[v1,1/5] devtools: script to remove unused headers includes

Message ID 20211004101058.2396458-2-sean.morrissey@intel.com (mailing list archive)
State Superseded, archived
Delegated to: Thomas Monjalon
Headers
Series introduce IWYU |

Checks

Context Check Description
ci/checkpatch success coding style OK
ci/iol-testing warning apply patch failure

Commit Message

Sean Morrissey Oct. 4, 2021, 10:10 a.m. UTC
  This script can be used for removing headers flagged for removal by the
include-what-you-use (IWYU) tool. The script has the ability to remove
headers from specified sub-directories or dpdk as a whole.

example usages:

Remove headers flagged by iwyu_tool output file
$ ./devtools/process_iwyu.py iwyu.out -b build

Remove headers flagged by iwyu_tool output file from sub-directory
$ ./devtools/process_iwyu.py iwyu.out -b build -d lib/kvargs

Remove headers directly piped from the iwyu_tool
$ iwyu_tool -p build | ./devtools/process_iwyu.py - -b build

Signed-off-by: Sean Morrissey <sean.morrissey@intel.com>
Signed-off-by: Conor Fogarty <conor.fogarty@intel.com>
---
 devtools/process_iwyu.py | 109 +++++++++++++++++++++++++++++++++++++++
 1 file changed, 109 insertions(+)
 create mode 100755 devtools/process_iwyu.py
  

Comments

Bruce Richardson Oct. 4, 2021, 3:07 p.m. UTC | #1
On Mon, Oct 04, 2021 at 10:10:54AM +0000, Sean Morrissey wrote:
> This script can be used for removing headers flagged for removal by the
> include-what-you-use (IWYU) tool. The script has the ability to remove
> headers from specified sub-directories or dpdk as a whole.
> 
Since it also is importing meson and calling "meson compile" it appears to
be testing the build after each removal too. I think this should be called
out, to make it clear it's not a "blind" removal of headers.

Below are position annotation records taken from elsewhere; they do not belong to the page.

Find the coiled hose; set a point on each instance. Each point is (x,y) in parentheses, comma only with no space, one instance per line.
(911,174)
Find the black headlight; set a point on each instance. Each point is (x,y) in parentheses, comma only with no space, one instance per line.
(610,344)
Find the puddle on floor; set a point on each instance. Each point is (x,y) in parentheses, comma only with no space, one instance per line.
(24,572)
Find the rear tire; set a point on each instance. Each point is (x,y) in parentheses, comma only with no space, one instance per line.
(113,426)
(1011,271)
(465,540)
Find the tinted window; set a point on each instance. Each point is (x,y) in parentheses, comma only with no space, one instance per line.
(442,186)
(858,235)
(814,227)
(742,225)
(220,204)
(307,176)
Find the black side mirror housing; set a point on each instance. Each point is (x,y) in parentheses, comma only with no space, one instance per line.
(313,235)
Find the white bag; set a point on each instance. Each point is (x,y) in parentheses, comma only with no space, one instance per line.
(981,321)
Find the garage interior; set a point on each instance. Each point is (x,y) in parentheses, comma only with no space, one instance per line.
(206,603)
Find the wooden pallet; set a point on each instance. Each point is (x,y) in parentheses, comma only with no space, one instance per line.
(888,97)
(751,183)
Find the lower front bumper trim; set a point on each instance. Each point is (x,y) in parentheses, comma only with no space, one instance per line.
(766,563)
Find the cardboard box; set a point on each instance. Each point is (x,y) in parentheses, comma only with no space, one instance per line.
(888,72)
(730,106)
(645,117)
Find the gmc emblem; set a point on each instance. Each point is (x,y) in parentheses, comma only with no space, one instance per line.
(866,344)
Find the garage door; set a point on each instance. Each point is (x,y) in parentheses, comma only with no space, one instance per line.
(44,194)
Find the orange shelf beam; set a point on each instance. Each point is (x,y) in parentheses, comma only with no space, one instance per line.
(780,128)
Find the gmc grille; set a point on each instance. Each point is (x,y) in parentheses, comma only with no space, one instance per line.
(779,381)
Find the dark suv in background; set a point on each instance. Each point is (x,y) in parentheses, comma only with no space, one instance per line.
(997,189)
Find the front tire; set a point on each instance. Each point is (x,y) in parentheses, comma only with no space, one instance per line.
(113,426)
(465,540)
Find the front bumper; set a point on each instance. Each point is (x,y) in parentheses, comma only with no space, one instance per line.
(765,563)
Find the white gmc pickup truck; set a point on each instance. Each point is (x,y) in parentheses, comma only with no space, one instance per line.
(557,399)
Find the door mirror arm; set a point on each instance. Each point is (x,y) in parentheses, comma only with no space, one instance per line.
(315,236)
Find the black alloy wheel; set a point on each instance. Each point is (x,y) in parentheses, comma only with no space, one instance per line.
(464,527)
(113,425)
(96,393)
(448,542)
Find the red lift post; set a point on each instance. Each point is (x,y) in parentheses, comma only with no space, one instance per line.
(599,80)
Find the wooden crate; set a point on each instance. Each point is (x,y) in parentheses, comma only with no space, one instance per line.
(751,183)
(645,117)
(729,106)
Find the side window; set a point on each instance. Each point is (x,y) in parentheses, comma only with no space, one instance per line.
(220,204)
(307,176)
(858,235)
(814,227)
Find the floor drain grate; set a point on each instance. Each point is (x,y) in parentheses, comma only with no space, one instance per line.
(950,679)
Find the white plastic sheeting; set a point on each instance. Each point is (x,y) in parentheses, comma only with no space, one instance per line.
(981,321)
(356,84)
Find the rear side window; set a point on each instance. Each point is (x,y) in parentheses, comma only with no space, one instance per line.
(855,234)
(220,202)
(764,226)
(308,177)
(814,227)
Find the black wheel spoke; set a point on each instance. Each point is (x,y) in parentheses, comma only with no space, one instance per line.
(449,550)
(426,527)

Further review comments inline below.

/Bruce

> example usages:
> 
> Remove headers flagged by iwyu_tool output file
> $ ./devtools/process_iwyu.py iwyu.out -b build
> 
> Remove headers flagged by iwyu_tool output file from sub-directory
> $ ./devtools/process_iwyu.py iwyu.out -b build -d lib/kvargs
> 
> Remove headers directly piped from the iwyu_tool
> $ iwyu_tool -p build | ./devtools/process_iwyu.py - -b build
> 
> Signed-off-by: Sean Morrissey <sean.morrissey@intel.com>
> Signed-off-by: Conor Fogarty <conor.fogarty@intel.com>
> ---
>  devtools/process_iwyu.py | 109 +++++++++++++++++++++++++++++++++++++++
>  1 file changed, 109 insertions(+)
>  create mode 100755 devtools/process_iwyu.py
> 
> diff --git a/devtools/process_iwyu.py b/devtools/process_iwyu.py
> new file mode 100755
> index 0000000000..ddc4ceafa4
> --- /dev/null
> +++ b/devtools/process_iwyu.py
> @@ -0,0 +1,109 @@
> +#!/usr/bin/env python3
> +# SPDX-License-Identifier: BSD-3-Clause
> +# Copyright(c) 2021 Intel Corporation
> +#
> +
> +import argparse
> +import fileinput
> +import sys
> +from os.path import abspath, relpath, join
> +from pathlib import Path
> +from mesonbuild import mesonmain
> +
> +def args_parse():
> +    parser = argparse.ArgumentParser(description='This script can be used to remove includes which are not in use\n')
> +    parser.add_argument('-b', '--build_dir', type=str, help='Name of the build directory in which the IWYU tool was used in.', default="build")
> +    parser.add_argument('-d', '--sub_dir', type=str, help='The sub-directory to remove headers from.', default="")
> +    parser.add_argument('file', type=Path, help='The path to the IWYU log file or output from stdin.')
> +

These lines are all very long. While the text strings shouldn't be split
across lines, you can break the line across multiple ones between
parameters. I suggest checking this whole script using "flake8" to check
for style errors.

> +    args = parser.parse_args()
> +
> +    return args
> +

"args" is unneeded here. "return parse.parse_args()" is shorter. :-)

> +
> +def run_meson(args):
> +    "Runs a meson command logging output to process.log"
> +    with open('process.log', 'a') as sys.stdout:
> +        ret = mesonmain.run(args, abspath('meson'))
> +    sys.stdout = sys.__stdout__
> +    return ret
> +

I think process.log should be renamed to "process_iwyu.log" to match the
script name.
Also, it's nice to see a few functions like this with a docstring at the
start. It would be good to have a one-line summary at the start of every
fn in this file.

> +
> +def remove_includes(filename, include, dpdk_dir, build_dir):
> +    # Load in file - readlines()
> +    # loop through list once in mem -> make cpy of list with line removed
> +    # write cpy  -> stored in memory so write cpy to file then check
> +    # run test build -> call ninja on the build folder, ninja -C build, subprocess
You actually call "meson compile" rather than ninja -C build. Please make
sure the comments match the code as the code is reworked.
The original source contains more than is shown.